Interestingly the original Labour motion had ‘pause and fix it’. The final version had no mention of ‘fix it’ because too many Labour politicians aren’t interested in UC succeeding. They want UC to fail completely – because they believe that would help their political goal of gaining power. This should be about what is best for individuals, our welfare system and the country.
And when you look at the evidence for pausing – what Jeremy Corbyn called a ‘shambles’ – it is not impressive. He claimed at Prime Minister’s Questions that GCH had evicted 1 in 8 of all its tenants because of UC – implying 650 of some 5,000 tenants. The actual figure is 8, and all had significant debt issues before coming into UC. Which is why I corrected him publicly twice in the Commons – corrections no-one in the Parliamentary Labour Party has disputed.
So UC is two different causes. For me it is the crucial tool to make work pay: complicated, and inevitably needing tweaking as it’s rolled out. The cash flow is a real one, and a much wider one about individual and family resilience and saving for a rainy day: and may need further thought by the DWP. Let’s see what difference more Advances and better knowledge of tenants by Housing Associations and other landlords makes.
But there is another darker cause for one political party. Some there want to find every instance of where there is a problem and rather than solve it, blow it up and get into the media. If the figures of failure aren’t compelling enough then exaggerate them. Above all weaponise UC: show the country that it’s the policy of a heartless, uncaring cruel party driving people into debt and eviction – and above all make it a vehicle to propel one man and his party’s revolutionary fervour into power.
That’s why Corbyn’s team gave him the wrong statistics for PMQ, and why his party withdrew the words ‘fix it’ from the motion in Parliament.
I spend a huge amount of time helping my constituents’ problems – dealing with some 12,000 issues a year. My focus is relentlessly on trying to make sure that things work and constituents who get into problems can get out of them. The staff of GCH, the JCP, the Councils and others overwhelmingly try to do the same and work closely with me on these issues. Frankly we should not have to deal with wild exaggerations and – to use language I cannot use in Parliament – lies from the Leader of the Opposition about our city (about which he knows absolutely nothing).
So you must decide what approach you prefer – helping make work pay and rolling out UC slowly, deliberately, helping individuals where we can – if you know of someone on UC with problems do put them in touch with me – or whether you want to be part of the great socialist revolution, exaggerating and scaremongering, and trying to politicise anything, whether a dreadful accident like Grenfell Tower or a handful of evictions in Gloucester.
Meanwhile let’s all not forget that this city has 60% less unemployment than it did have: and 85% less youth unemployment.
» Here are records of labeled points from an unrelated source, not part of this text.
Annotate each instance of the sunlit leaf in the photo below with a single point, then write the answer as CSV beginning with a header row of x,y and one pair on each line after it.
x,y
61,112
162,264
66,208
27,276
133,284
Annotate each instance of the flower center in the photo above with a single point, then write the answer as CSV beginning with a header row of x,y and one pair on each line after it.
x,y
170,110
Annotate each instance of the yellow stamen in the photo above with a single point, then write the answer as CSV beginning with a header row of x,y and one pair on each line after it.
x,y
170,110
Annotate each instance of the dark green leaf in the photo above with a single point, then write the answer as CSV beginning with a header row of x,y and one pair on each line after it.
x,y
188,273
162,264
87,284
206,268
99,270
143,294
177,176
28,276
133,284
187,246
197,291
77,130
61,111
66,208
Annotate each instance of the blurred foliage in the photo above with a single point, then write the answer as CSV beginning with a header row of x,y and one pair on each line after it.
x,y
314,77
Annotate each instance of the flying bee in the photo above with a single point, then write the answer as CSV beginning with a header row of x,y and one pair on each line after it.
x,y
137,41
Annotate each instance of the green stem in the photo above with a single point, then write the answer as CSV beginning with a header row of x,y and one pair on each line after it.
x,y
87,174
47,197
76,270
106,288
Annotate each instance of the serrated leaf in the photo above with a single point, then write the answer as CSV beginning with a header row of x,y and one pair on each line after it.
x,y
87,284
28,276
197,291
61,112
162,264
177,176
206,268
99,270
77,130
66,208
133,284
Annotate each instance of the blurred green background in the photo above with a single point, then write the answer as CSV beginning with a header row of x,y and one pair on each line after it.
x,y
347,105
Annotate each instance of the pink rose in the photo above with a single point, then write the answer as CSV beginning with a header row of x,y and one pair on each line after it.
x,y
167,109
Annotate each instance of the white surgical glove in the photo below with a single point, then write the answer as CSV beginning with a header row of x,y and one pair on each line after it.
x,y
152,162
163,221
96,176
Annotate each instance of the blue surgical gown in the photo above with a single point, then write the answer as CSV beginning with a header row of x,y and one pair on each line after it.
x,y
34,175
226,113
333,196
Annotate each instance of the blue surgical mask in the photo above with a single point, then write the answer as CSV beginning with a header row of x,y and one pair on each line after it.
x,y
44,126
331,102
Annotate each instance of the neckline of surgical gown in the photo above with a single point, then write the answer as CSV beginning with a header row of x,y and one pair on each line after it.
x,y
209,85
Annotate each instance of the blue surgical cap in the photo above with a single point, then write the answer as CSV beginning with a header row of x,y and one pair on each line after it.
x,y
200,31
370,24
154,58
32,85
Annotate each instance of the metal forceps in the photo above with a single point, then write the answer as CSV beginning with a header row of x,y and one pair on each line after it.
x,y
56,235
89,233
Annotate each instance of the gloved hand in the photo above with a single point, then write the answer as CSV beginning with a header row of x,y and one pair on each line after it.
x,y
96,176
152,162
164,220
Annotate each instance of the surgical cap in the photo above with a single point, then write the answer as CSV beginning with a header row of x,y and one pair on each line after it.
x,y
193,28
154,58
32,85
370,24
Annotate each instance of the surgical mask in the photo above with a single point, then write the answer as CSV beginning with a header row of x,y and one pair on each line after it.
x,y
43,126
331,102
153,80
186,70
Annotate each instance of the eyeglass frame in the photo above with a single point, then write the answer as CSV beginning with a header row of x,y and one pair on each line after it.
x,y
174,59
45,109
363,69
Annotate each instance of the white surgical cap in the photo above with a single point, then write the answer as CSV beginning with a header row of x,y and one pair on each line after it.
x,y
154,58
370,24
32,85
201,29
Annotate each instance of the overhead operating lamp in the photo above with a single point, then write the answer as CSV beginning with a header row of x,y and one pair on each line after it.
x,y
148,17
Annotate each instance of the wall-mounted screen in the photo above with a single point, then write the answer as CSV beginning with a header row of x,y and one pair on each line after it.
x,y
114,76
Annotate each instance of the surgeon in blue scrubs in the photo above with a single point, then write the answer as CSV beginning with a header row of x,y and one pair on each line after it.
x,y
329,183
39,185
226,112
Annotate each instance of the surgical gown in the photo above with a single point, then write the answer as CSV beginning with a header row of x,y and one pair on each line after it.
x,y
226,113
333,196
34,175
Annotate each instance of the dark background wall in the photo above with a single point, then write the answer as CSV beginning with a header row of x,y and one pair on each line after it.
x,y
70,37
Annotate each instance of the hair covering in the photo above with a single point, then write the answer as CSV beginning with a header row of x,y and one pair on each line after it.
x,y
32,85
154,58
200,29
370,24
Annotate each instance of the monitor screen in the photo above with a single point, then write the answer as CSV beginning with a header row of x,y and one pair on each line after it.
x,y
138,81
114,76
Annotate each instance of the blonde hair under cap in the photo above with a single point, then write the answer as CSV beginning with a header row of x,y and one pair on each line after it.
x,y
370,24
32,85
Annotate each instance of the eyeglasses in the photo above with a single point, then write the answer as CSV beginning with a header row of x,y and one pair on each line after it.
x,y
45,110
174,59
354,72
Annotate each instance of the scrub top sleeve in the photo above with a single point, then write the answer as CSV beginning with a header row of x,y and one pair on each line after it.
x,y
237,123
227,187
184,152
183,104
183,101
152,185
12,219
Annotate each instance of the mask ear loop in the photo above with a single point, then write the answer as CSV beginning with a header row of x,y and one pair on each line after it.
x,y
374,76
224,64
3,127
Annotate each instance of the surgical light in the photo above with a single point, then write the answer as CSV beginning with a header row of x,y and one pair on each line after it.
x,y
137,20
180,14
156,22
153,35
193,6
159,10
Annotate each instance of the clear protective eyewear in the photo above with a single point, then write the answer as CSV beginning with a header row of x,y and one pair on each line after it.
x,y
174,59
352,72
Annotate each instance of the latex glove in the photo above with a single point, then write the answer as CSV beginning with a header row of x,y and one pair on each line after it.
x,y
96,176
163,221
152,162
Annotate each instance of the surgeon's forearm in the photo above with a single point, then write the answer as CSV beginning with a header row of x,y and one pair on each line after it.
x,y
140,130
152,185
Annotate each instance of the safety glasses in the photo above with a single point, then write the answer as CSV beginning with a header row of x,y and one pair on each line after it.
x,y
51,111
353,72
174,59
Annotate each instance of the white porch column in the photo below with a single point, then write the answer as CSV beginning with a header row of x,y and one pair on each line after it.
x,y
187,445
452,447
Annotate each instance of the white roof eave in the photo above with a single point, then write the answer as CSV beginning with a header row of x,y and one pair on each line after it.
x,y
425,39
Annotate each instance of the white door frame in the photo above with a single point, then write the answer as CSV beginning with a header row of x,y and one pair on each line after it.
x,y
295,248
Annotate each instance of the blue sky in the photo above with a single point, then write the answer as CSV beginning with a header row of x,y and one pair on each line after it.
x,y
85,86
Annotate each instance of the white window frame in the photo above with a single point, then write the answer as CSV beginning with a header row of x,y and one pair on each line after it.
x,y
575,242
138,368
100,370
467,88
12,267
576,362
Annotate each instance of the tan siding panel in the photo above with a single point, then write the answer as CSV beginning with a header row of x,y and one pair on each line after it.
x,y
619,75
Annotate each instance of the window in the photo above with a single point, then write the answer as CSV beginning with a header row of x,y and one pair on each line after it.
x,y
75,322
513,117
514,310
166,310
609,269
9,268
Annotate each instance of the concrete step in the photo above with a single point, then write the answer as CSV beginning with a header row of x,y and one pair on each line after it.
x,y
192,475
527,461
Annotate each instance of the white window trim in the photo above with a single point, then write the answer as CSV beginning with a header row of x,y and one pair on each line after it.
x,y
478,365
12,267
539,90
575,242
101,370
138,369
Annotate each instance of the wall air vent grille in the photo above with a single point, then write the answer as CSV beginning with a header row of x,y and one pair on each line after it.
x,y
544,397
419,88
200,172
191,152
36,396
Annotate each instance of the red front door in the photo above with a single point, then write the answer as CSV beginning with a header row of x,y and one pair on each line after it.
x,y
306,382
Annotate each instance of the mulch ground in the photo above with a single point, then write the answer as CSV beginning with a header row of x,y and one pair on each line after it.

In the list of 650 constituencies we have overtaken 100 others with our levels of employment over the last few years. Ours is a city that is predominantly working, and working better than we have for a long time, which is why we’re the seventh fastest growing city in the country. UC will help more into work, and into better work.
What we have to do at the same time is provide help for the weak and motivate them to find opportunities. That is exactly what I’m doing, through working with the George Whitfield Centre and the JCP, and with GCH and others on UC.
I hope this approach of helping people to reduce their dependence on benefits through UC while helping the weakest get the help they need is reassuring and has your support.